Sunday afternoon in Roman Road, E3 resembled the scene in Close Encounters of the Third Kind when hosts of entranced people greet the arrival of a friendly spaceship. All the while the authorities were ready to blast the aliens to smithereens.
While Councillor Flounders is perfectly within his rights to demolish House - it was meant to be a temporary work - most of those who have seen this haunting white- concrete memory of a working-class Victorian house want it to stay. By Sunday evening more than 3,000 visitors had signed a petition calling on the iconoclastic Liberal-Democrat to grant a stay of execution.
The most controversial work of art in Britain since Carl Andre's Equivalent VIII (the celebrated stack of bricks), House is to be demolished to make way for a children's playground. This seems churlish, not least because there is plenty of room in Bow for House and playground. The councillor who appears to want to be remembered as one of the great philistines is unrepentant. House, he says, is 'utter rubbish', a 'little entertainment for the gallery-going classes of Hampstead' that 'will not remain in place beyond the end of November'.
House might be unexpected, but it is certainly not rubbish. Other public sculptures that we take for granted are far more bizarre. Nelson's Column, for example, is an absurd conceit - a dead Regency admiral perched on top of a fluted Corinthian column extruded beyond all classical credulity. The Albert Memorial is simply barking: a High Victorian carriage-clock blown out of all proportion and so engineered in stone, marble and steel that its self-destruction was almost inevitable.
House has the merit of being a sculpture that thousands want to see in a country not known for the quality of its contemporary public sculpture. If visitors come to gawp at it principally because of its notoriety, this is surely no bad thing. Such has, after all, long been the fate of the Mona Lisa.
Sculptures, paintings and buildings that are considered both the best and the worst at the time of their creation are often those that are remembered and give pleasure to future generations. They are the ones that make us think, seize our imagination.
House was meant to be a brief, monumental and memorable challenge to the way we see houses, buildings, streets and works of art, and it is possible that, if it stays, it may lose much of its power. That should not diminish its value, however. Christo, famous for wrapping buildings, has spent the past 23 years hoping to wrap the Reichstag in Berlin in a silver fabric. If he gets his way, the future German parliament building will be magically transformed, but for no more than a fortnight. The ephemeral nature of such an enterprise is part of its point.
Artists, however, are allowed to change their minds; Rachel Whiteread has every right to be proud of House, and no one should deny her the privilege of seeing it outlive Councillor Flounders. Equally, we can change artists' minds for them and insist on keeping temporary designs. The Eiffel Tower, for example, reviled at the time of its construction, has long outlived Gustave Eiffel, its critics and the exhibition it was built for. From object of scorn, it has become the symbol of city it graces. House might yet become the emblem of the London Borough of Tower Hamlets.

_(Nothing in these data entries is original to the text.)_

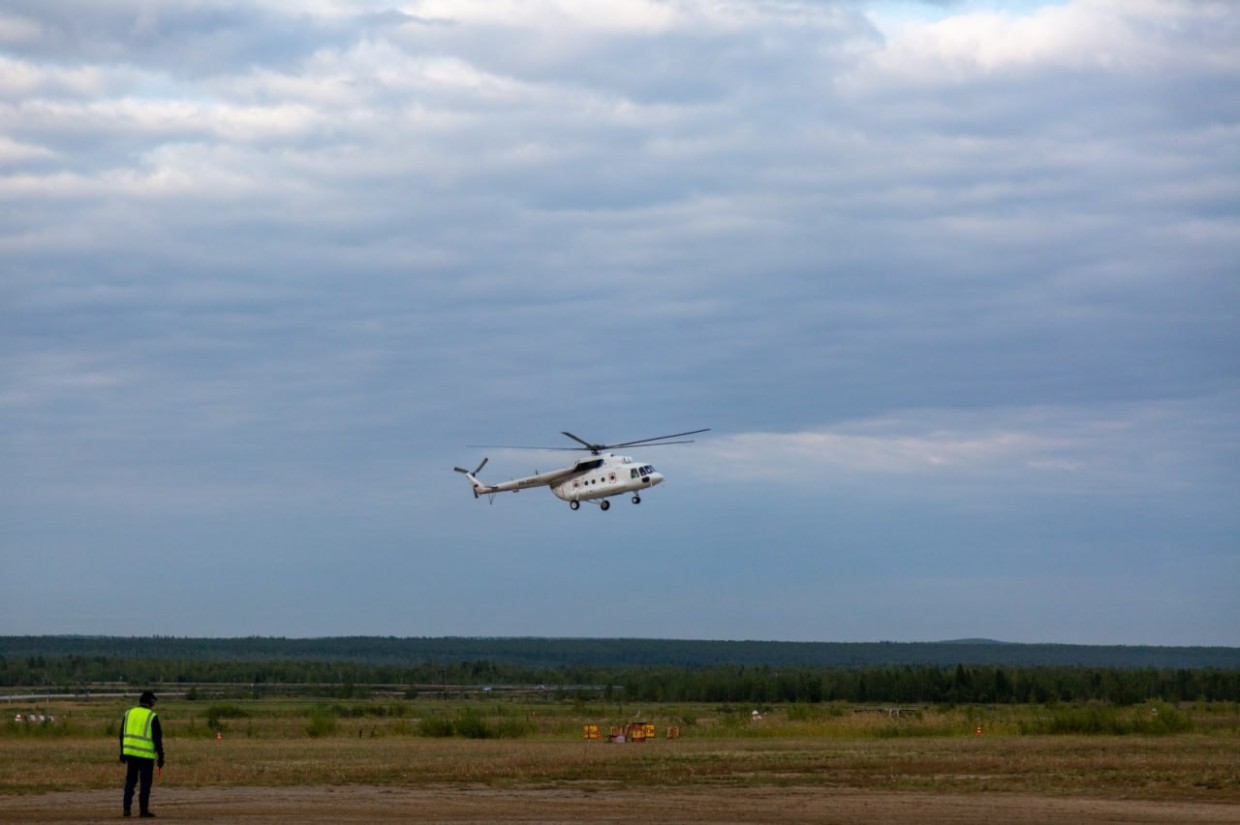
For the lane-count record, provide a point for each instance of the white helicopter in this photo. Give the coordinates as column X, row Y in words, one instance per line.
column 597, row 478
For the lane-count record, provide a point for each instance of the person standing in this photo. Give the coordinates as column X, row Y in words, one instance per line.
column 141, row 749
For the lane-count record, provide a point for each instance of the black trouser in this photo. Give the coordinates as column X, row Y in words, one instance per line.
column 141, row 769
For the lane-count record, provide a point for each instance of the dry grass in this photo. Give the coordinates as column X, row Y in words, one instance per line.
column 273, row 744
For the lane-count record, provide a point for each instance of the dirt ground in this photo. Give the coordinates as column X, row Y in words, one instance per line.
column 719, row 807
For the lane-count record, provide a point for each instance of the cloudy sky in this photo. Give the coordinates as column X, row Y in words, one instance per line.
column 952, row 284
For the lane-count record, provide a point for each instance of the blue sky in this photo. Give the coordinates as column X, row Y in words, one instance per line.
column 954, row 285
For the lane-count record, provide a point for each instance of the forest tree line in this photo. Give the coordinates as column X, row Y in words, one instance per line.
column 748, row 684
column 542, row 653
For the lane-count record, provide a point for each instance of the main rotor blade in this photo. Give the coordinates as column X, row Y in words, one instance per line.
column 660, row 438
column 593, row 448
column 521, row 447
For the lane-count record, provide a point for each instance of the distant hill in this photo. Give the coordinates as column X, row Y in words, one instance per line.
column 611, row 653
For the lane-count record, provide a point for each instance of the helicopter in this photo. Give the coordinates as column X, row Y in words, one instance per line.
column 594, row 478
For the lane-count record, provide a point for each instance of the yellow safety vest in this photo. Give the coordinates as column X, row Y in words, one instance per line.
column 138, row 733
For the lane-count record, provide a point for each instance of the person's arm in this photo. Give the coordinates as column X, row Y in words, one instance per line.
column 158, row 740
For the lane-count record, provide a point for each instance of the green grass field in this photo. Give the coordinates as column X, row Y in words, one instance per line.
column 1142, row 752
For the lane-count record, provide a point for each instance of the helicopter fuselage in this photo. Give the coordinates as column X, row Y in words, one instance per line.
column 602, row 477
column 594, row 478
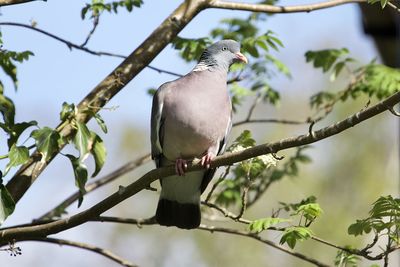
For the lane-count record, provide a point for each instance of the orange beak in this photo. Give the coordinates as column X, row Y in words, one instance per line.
column 241, row 57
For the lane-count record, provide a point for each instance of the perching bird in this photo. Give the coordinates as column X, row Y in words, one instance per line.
column 191, row 118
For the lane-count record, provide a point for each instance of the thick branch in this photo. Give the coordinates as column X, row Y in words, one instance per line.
column 213, row 229
column 279, row 9
column 15, row 2
column 98, row 250
column 132, row 65
column 227, row 159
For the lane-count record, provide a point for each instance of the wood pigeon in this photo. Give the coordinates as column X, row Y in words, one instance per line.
column 191, row 118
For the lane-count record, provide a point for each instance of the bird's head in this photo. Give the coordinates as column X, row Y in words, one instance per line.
column 222, row 54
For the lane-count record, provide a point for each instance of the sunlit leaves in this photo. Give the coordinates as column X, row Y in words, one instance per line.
column 384, row 217
column 99, row 152
column 81, row 175
column 82, row 140
column 328, row 59
column 294, row 234
column 67, row 111
column 376, row 80
column 346, row 259
column 7, row 204
column 96, row 7
column 260, row 225
column 47, row 141
column 17, row 156
column 8, row 60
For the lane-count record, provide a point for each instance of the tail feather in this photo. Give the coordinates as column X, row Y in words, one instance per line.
column 172, row 213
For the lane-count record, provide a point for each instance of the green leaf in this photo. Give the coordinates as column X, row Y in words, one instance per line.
column 360, row 227
column 310, row 210
column 262, row 224
column 346, row 259
column 8, row 60
column 325, row 58
column 47, row 142
column 16, row 130
column 81, row 175
column 99, row 153
column 7, row 109
column 293, row 234
column 7, row 204
column 82, row 140
column 66, row 111
column 17, row 156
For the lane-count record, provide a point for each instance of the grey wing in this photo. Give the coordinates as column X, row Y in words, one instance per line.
column 208, row 175
column 157, row 125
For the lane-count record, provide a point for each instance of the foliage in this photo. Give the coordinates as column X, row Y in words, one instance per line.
column 292, row 232
column 96, row 7
column 346, row 259
column 384, row 219
column 371, row 80
column 47, row 143
column 255, row 45
column 382, row 2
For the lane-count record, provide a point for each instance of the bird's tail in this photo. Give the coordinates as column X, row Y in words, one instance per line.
column 179, row 203
column 173, row 213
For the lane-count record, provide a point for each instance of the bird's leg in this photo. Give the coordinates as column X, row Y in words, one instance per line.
column 206, row 159
column 180, row 166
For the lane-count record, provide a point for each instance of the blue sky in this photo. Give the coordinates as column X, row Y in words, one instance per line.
column 55, row 74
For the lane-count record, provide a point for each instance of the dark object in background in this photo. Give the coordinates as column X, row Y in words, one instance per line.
column 384, row 29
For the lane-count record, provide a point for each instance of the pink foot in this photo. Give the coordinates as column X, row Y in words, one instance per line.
column 180, row 167
column 206, row 160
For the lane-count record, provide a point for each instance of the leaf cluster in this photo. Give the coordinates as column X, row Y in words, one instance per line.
column 384, row 218
column 255, row 175
column 291, row 233
column 96, row 7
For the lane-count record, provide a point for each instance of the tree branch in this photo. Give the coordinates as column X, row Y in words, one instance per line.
column 133, row 65
column 213, row 229
column 109, row 87
column 130, row 166
column 95, row 249
column 82, row 47
column 15, row 2
column 123, row 193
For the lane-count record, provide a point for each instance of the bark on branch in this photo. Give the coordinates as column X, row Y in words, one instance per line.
column 123, row 193
column 110, row 86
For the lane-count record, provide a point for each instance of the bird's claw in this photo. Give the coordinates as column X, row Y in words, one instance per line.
column 206, row 160
column 180, row 167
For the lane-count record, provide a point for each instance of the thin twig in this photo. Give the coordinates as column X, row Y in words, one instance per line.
column 130, row 166
column 128, row 69
column 293, row 122
column 106, row 253
column 213, row 229
column 96, row 20
column 225, row 159
column 82, row 47
column 215, row 185
column 226, row 213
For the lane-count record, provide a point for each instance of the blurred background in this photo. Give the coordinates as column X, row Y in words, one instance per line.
column 348, row 173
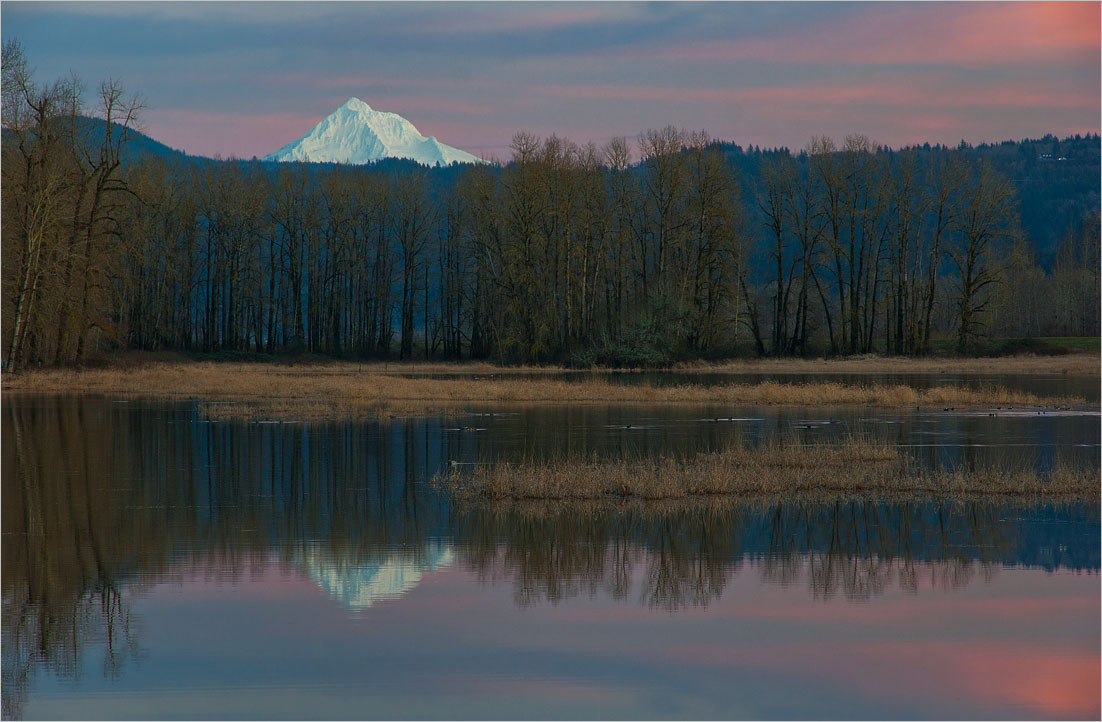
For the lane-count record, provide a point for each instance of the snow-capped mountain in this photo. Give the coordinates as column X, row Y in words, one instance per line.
column 356, row 133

If House is reprieved at the last minute, it will need cossetting. Eventually, it will crack and, unless conserved by future generations, fall. Yet its popularity might well repay its long-term costs. Councillor Flounders and his committee appear blissfully unconcerned with the healthy interest that House has created in a London borough not exactly known for its contribution to public art. If they were wise, they might even commission several more works to complement Rachel Whiteread's.